BLACKSBURG, Va., May 26, 2009 – Fifteen graduate students affiliated with Virginia Tech's Macromolecules and Interfaces Institute have received travel awards to present their research at conferences across the nation.
The Macromolecules and Interfaces Institute is an interdisciplinary group committed to advancing macromolecular science and engineering at Virginia Tech. It also administers the macromolecular science and engineering graduate degree program, a university-based program spanning multiple departments and colleges.

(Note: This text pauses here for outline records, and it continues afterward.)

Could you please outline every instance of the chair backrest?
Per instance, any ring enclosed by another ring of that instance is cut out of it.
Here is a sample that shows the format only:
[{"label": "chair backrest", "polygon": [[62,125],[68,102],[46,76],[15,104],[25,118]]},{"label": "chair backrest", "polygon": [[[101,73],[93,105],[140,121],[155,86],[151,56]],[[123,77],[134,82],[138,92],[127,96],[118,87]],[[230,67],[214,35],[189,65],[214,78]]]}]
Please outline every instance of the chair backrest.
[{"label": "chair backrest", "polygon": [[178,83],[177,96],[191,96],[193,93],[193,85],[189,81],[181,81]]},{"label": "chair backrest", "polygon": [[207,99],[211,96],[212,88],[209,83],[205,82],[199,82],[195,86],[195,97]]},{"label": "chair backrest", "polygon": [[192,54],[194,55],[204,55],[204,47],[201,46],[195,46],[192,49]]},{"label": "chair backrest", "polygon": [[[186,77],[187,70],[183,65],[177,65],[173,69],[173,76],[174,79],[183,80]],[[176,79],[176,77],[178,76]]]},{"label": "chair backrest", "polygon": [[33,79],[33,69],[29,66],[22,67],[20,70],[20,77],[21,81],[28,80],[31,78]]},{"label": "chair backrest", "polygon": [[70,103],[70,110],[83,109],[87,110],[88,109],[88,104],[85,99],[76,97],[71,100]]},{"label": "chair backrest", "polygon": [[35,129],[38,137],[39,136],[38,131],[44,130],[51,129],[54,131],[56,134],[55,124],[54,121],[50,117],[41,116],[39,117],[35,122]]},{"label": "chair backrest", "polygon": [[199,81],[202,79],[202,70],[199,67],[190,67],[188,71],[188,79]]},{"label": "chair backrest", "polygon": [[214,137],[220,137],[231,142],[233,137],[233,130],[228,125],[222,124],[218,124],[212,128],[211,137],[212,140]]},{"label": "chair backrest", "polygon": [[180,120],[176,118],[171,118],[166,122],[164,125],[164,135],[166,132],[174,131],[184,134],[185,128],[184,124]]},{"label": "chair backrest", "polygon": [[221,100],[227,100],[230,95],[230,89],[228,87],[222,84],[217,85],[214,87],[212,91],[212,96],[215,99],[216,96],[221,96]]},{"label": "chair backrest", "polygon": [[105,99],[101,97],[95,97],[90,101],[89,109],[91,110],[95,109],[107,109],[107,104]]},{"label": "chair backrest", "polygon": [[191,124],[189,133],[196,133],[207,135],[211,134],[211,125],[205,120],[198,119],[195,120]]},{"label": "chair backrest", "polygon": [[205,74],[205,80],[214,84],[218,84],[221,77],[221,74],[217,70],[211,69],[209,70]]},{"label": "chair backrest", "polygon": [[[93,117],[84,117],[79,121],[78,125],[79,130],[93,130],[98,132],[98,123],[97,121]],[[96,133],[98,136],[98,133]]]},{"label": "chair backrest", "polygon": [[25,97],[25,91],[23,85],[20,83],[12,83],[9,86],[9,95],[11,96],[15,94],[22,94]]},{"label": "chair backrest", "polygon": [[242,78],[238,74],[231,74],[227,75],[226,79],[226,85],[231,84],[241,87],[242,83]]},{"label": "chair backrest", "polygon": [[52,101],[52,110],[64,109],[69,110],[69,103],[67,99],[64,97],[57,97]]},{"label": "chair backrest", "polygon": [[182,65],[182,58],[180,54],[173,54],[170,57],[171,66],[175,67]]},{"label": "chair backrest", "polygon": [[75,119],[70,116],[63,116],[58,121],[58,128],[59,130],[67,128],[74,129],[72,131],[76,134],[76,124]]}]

William C. Miles of Gainesville, Fla., a doctoral student in chemical engineering in the College of Engineering, received the 2009 Eastman Chemical Travel Award to present his research on "Controlled Clustering of Magnetite-Polyether Complexes through the Application of a Density Distribution Model and DLVO Theory" at the 13th International Association of Colloid and Interface Scientists' Conference, at Columbia University in New York. His adviser is Richey Davis, associate professor of chemical engineering.

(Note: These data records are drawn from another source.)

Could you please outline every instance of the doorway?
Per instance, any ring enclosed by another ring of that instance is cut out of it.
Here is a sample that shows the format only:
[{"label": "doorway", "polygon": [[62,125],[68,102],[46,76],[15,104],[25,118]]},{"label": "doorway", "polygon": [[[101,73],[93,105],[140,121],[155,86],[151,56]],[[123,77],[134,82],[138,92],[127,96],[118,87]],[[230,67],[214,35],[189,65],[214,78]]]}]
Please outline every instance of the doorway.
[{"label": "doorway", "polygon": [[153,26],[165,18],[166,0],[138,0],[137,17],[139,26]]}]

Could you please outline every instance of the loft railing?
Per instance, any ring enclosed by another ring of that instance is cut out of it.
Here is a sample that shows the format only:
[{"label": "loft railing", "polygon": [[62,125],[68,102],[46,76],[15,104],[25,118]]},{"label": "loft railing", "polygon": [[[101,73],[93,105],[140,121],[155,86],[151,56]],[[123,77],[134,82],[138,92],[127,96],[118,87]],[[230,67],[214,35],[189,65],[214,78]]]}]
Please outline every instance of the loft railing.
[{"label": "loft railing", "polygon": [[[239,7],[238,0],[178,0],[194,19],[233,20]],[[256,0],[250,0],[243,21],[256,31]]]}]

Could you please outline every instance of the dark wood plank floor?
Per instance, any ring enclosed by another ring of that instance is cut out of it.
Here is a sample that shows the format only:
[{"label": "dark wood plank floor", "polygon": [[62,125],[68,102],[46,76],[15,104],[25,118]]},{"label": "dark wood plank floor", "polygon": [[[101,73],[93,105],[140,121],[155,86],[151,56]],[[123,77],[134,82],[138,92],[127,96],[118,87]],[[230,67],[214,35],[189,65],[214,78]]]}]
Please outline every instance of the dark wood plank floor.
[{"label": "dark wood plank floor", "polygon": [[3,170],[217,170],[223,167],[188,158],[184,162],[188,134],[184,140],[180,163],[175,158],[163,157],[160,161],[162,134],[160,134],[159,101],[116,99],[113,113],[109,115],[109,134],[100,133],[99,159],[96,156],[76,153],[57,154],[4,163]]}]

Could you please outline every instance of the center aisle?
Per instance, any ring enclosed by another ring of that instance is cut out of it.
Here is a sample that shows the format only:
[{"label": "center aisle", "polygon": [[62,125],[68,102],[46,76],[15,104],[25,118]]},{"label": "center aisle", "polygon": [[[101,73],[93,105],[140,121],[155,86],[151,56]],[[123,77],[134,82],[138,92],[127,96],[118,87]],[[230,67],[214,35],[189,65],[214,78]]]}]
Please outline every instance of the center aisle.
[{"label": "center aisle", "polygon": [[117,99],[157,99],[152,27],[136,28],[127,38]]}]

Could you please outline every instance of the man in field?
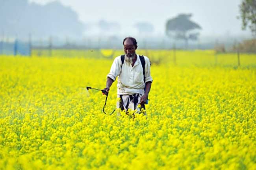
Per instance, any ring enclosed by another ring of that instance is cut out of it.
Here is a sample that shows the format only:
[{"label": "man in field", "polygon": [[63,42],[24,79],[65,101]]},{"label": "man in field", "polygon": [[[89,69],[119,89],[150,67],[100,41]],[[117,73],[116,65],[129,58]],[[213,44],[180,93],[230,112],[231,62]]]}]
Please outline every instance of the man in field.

Fourteen students received 2009 Chevron-Phillips Professional Excellence Travel Awards:
Jianbo Hou of Harbin in the Heilongjiang province of the People's Republic of China, a graduate student in chemistry in the College of Science, presented his research on "Diffusion and Anisotropy in Ionic Polymer Membranes Using Nuclear Magnetic Resonance" at the Experimental Nuclear Magnetic Resonance Conference in Pacific Grove, Calif. His advisor is Louis Madsen, assistant professor of chemistry.

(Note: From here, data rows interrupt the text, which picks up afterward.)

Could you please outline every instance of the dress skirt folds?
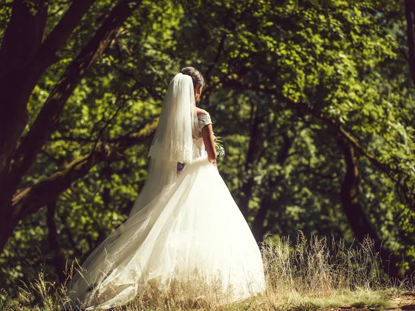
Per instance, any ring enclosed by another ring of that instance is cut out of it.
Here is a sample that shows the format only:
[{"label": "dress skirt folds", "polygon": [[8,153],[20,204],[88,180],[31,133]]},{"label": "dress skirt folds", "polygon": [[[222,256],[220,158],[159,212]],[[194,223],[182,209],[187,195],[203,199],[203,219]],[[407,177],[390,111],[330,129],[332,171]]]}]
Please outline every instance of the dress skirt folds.
[{"label": "dress skirt folds", "polygon": [[201,157],[178,174],[89,257],[71,281],[73,308],[116,307],[196,276],[223,303],[265,290],[259,249],[217,168]]}]

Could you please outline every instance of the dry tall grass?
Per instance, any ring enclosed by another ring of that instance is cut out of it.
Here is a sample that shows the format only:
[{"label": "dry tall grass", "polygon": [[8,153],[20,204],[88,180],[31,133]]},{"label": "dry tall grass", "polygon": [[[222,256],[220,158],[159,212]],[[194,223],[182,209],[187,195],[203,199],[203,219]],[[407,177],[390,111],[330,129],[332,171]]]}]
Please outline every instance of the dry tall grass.
[{"label": "dry tall grass", "polygon": [[[398,281],[380,270],[374,243],[347,247],[344,241],[326,238],[297,241],[267,238],[261,252],[267,281],[265,293],[228,305],[220,303],[220,291],[205,285],[174,283],[168,290],[147,293],[116,310],[315,310],[340,305],[380,308],[387,295],[414,290],[413,279]],[[37,280],[19,288],[14,299],[0,301],[0,310],[62,310],[67,302],[65,285],[56,286],[40,273]],[[203,294],[201,294],[203,293]],[[194,298],[199,297],[199,298]]]}]

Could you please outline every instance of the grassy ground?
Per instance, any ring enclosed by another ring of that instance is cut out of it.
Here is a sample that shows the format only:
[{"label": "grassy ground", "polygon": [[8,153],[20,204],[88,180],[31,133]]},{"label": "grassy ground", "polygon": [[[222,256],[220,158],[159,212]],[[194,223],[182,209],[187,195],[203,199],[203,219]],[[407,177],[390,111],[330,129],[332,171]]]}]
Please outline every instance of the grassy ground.
[{"label": "grassy ground", "polygon": [[[394,281],[380,270],[378,254],[369,240],[346,247],[342,241],[329,242],[300,234],[290,242],[266,240],[261,245],[267,290],[242,302],[223,305],[214,290],[177,284],[166,292],[137,297],[117,311],[205,310],[217,311],[314,311],[415,310],[414,280]],[[19,288],[13,299],[0,301],[0,310],[52,311],[67,301],[65,288],[37,280]],[[197,296],[198,298],[194,298]]]}]

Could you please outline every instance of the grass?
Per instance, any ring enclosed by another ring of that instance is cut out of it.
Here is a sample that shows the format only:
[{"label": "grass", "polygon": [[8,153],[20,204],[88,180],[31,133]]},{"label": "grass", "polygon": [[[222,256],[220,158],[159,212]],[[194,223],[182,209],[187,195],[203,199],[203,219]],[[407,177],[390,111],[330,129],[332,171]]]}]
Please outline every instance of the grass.
[{"label": "grass", "polygon": [[[369,239],[347,247],[343,241],[329,242],[315,236],[308,240],[300,232],[295,243],[267,238],[261,249],[267,282],[262,294],[223,305],[217,291],[176,283],[166,292],[138,296],[115,310],[315,311],[340,306],[380,310],[390,306],[391,295],[415,288],[412,279],[398,281],[385,276]],[[205,294],[203,299],[192,298],[198,290]],[[17,296],[0,301],[0,310],[58,310],[66,301],[64,284],[47,281],[41,272],[31,283],[19,286]]]}]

Dakai Ren of Sichuan Province, China, a doctoral student in macromolecular science and engineering graduate degree program, will present "Curing and Morphological Studies of Moisture-cure Polyurethane Wood Adhesives within the Bondline," at the 238th American Chemical Society (ACS) national meeting in Washington D.C. His advisor is Charles Frazier; the Thomas M. Brooks Professor of Wood Science in the College of Natural Resources.
LaShonda Cureton of Lancaster, S.C., a graduate student in macromolecular science and engineering, will present on "Tough, Transparent, and Impact Resistant Segmented Block Copolymers" also at the 238th ACS meeting. Her advisor is Richard Turner, professor of chemistry and Macromolecules and Interfaces Institute director.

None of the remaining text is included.